Account and transaction data from customers in 1995 has been used for this project. Connecting to an externally hosted database I explores the structure and relationships between tables using SQL. Initial EDA was then done server side and only when needed data was extracted to be using in a Jupyter Notebook.
I have included a SQLite file in this repo to show the data being worked with if you would like to explore. There is also a 'sql_scrap' file which I used as a rough doc to do a few basic queries.
The aim was to keep our clusters to a maximum of 5.
- Approach 1: Using only demographic data from accounts
- Approach 2: Using transactional data to cluster
Cleaning and transforming the data features used were:
PCA was then used to allow visualizations in lower dimensions. As a rule of thumb, the aim was to have 85% of variance explained in the reduced dimensions.
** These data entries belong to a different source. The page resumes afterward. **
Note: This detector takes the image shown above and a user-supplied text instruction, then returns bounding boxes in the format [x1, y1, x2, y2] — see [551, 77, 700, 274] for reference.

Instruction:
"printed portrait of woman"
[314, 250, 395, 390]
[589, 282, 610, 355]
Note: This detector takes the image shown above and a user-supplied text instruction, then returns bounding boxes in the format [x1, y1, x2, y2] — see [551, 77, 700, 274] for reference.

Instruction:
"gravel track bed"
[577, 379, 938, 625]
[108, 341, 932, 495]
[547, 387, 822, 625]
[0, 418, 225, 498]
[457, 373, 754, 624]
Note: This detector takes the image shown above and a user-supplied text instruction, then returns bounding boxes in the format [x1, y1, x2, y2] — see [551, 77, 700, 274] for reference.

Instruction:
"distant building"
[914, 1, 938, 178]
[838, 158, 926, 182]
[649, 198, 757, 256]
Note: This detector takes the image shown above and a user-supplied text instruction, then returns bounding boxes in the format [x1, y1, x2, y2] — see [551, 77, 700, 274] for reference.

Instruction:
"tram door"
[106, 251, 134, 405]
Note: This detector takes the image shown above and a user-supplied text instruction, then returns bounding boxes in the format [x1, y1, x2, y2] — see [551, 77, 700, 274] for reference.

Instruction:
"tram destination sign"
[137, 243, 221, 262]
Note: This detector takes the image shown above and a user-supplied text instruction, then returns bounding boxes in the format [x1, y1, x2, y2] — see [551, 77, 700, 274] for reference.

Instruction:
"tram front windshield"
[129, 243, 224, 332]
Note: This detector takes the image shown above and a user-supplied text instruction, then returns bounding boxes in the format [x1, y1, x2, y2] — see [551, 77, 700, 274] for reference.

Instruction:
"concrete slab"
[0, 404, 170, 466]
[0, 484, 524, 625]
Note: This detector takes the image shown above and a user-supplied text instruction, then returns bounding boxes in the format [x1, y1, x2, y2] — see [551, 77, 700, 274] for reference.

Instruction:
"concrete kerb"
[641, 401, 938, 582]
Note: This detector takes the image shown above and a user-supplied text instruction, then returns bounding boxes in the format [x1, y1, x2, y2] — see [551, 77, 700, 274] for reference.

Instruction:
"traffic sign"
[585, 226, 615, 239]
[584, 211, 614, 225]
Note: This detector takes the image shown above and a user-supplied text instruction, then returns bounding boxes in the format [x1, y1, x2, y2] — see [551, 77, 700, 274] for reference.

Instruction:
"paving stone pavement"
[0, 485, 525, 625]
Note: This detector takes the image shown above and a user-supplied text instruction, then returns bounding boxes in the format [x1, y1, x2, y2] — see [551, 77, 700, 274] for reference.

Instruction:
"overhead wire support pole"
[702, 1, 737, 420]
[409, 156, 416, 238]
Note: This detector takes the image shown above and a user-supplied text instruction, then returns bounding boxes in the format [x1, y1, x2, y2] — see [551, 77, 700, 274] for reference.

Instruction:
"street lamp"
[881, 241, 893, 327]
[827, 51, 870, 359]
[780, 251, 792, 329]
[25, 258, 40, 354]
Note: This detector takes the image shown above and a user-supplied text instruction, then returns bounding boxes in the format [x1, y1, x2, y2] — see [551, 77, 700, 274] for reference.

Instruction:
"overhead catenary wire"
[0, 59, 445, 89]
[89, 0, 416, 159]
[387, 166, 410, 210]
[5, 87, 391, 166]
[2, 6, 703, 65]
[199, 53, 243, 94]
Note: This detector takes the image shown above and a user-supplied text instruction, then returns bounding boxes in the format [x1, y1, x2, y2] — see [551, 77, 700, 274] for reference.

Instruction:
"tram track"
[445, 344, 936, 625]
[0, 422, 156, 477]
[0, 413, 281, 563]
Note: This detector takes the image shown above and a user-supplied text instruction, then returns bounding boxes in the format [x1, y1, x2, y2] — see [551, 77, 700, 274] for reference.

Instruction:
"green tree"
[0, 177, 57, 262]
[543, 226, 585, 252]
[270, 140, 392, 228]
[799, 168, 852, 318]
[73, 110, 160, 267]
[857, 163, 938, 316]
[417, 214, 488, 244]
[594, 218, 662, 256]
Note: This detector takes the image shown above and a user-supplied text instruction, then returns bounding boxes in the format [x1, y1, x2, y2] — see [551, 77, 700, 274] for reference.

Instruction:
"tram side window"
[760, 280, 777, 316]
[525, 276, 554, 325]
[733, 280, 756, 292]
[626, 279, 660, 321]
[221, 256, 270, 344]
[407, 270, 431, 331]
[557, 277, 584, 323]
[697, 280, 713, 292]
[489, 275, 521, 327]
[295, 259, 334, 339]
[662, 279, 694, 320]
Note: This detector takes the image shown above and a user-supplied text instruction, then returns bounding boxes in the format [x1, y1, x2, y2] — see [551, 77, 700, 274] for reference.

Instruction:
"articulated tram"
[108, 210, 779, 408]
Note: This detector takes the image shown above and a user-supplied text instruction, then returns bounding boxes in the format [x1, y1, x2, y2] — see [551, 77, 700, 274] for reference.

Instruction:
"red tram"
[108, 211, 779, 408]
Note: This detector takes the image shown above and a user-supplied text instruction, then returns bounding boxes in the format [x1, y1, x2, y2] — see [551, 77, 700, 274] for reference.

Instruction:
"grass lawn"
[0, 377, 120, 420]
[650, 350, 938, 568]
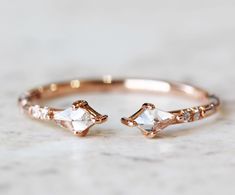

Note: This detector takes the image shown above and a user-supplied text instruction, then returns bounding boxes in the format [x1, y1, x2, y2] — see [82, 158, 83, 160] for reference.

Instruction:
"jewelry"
[18, 77, 220, 138]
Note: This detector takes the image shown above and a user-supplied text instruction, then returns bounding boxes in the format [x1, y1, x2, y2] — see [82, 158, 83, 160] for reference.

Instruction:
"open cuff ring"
[18, 77, 220, 138]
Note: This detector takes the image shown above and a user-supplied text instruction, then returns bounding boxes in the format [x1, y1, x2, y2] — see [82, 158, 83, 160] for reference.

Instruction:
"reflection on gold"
[50, 83, 58, 92]
[103, 75, 112, 84]
[125, 79, 171, 92]
[70, 80, 80, 88]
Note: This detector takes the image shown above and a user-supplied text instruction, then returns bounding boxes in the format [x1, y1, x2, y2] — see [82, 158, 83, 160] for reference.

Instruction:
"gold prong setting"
[121, 117, 138, 127]
[177, 106, 206, 123]
[121, 103, 176, 138]
[53, 100, 108, 136]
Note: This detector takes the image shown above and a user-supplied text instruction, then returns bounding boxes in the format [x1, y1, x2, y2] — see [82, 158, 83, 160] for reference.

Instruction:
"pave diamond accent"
[183, 110, 191, 122]
[54, 107, 95, 133]
[30, 105, 50, 120]
[134, 109, 175, 132]
[193, 108, 200, 121]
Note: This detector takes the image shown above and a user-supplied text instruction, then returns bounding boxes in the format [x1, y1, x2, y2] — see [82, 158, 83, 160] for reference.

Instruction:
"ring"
[18, 77, 220, 138]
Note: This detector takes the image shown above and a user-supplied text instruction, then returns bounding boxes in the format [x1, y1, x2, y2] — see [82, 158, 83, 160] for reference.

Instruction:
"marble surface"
[0, 0, 235, 195]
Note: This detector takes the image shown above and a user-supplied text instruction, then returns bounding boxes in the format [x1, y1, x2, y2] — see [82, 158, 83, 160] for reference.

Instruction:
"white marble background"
[0, 0, 235, 195]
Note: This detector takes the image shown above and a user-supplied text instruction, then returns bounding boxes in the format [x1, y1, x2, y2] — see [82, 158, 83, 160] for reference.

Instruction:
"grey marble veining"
[0, 0, 235, 195]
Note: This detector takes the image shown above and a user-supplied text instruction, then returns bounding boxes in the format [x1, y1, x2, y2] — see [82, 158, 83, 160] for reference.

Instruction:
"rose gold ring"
[18, 77, 220, 138]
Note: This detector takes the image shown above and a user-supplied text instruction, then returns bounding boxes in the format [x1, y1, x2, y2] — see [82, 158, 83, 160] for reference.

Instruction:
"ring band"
[18, 77, 220, 138]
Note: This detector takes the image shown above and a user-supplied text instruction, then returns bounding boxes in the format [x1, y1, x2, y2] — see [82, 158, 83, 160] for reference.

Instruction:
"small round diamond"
[31, 105, 41, 119]
[183, 110, 191, 122]
[193, 108, 200, 121]
[40, 107, 50, 120]
[30, 105, 50, 120]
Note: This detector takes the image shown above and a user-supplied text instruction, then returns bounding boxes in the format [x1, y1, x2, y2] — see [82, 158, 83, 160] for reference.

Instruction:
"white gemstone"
[183, 111, 191, 122]
[41, 107, 50, 120]
[193, 109, 200, 121]
[135, 109, 174, 132]
[31, 105, 49, 120]
[31, 105, 41, 119]
[54, 107, 95, 132]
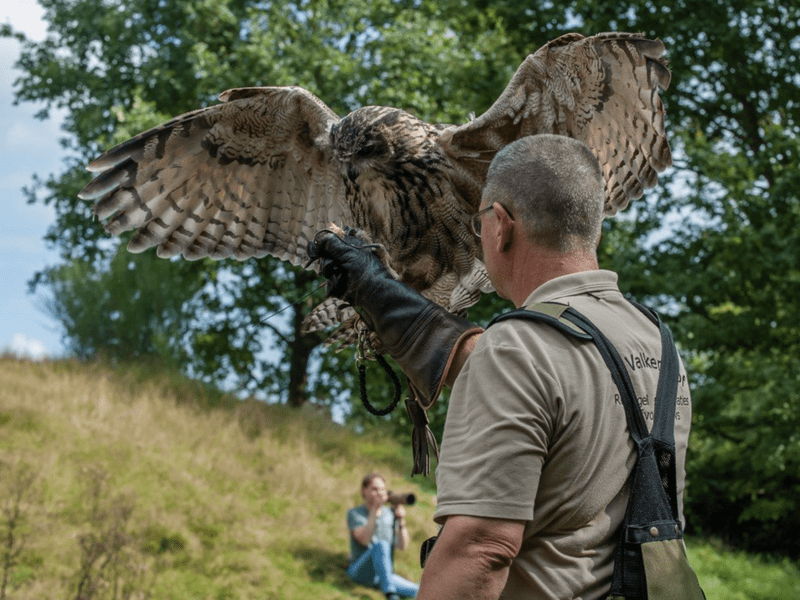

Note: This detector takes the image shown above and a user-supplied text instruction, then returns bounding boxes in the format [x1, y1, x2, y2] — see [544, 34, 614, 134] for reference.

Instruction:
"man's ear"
[493, 203, 515, 252]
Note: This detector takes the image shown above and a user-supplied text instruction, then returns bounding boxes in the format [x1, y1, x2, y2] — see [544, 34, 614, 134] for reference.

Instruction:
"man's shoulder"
[478, 305, 579, 351]
[347, 505, 368, 526]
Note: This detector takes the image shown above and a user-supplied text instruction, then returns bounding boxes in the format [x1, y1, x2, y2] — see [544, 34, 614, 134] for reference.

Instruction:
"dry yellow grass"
[0, 357, 435, 599]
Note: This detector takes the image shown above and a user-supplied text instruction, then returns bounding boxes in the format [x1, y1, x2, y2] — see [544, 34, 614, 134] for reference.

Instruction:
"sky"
[1, 0, 67, 359]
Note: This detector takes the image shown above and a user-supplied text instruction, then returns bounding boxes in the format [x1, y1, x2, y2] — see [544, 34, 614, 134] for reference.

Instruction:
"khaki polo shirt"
[434, 270, 692, 600]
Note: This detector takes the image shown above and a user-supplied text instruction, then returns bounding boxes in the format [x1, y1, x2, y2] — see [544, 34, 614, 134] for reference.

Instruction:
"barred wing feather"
[79, 86, 347, 268]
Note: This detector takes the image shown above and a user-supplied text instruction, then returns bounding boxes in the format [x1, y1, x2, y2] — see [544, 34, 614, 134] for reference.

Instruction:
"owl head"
[332, 106, 430, 179]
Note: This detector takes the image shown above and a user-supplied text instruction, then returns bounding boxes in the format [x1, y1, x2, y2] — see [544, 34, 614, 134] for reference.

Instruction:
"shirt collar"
[521, 270, 620, 307]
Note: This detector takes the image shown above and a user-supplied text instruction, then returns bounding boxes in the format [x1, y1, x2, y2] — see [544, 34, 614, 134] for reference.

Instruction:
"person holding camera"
[346, 473, 419, 599]
[314, 134, 696, 600]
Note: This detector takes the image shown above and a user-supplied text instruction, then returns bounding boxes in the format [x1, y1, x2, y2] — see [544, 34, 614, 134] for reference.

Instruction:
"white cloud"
[3, 108, 66, 152]
[2, 0, 48, 41]
[8, 333, 48, 360]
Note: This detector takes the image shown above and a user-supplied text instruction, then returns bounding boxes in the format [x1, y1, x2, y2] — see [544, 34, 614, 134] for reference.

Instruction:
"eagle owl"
[79, 32, 671, 341]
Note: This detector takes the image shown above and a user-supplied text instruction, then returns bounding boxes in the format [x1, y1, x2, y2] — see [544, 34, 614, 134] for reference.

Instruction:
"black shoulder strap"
[489, 301, 593, 341]
[632, 301, 680, 444]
For this approach I explored engineering a variety of features. The final two I landed on that had beneficial impact in segmenting customers was:
- Credit to Income Ratio
- Avg spend per transaction
As seen in the Cumulative Explained Variance and Scree plots bellow, 6 dimensions was the sweet spot for explaining 85% of the variance. This however does make it more difficult to visualize the total relationships as we only have 2/3/4 dimensions that we can perceive.
Plotting these in 3 dimensions we can see some clear segmentation. This can be tuned further to segment more groups that the current 5.
Creating a Radio Chart of the 5 customer groups we can see some clear parameters of each.
Side by side we can see the different attributes of each group more clearly
Clustering demographic & transaction data is a start to better understand our customers. Through building this knowledge we are to better serve user needs, optimize product offerings and ultimately take a step towards personalization at scale.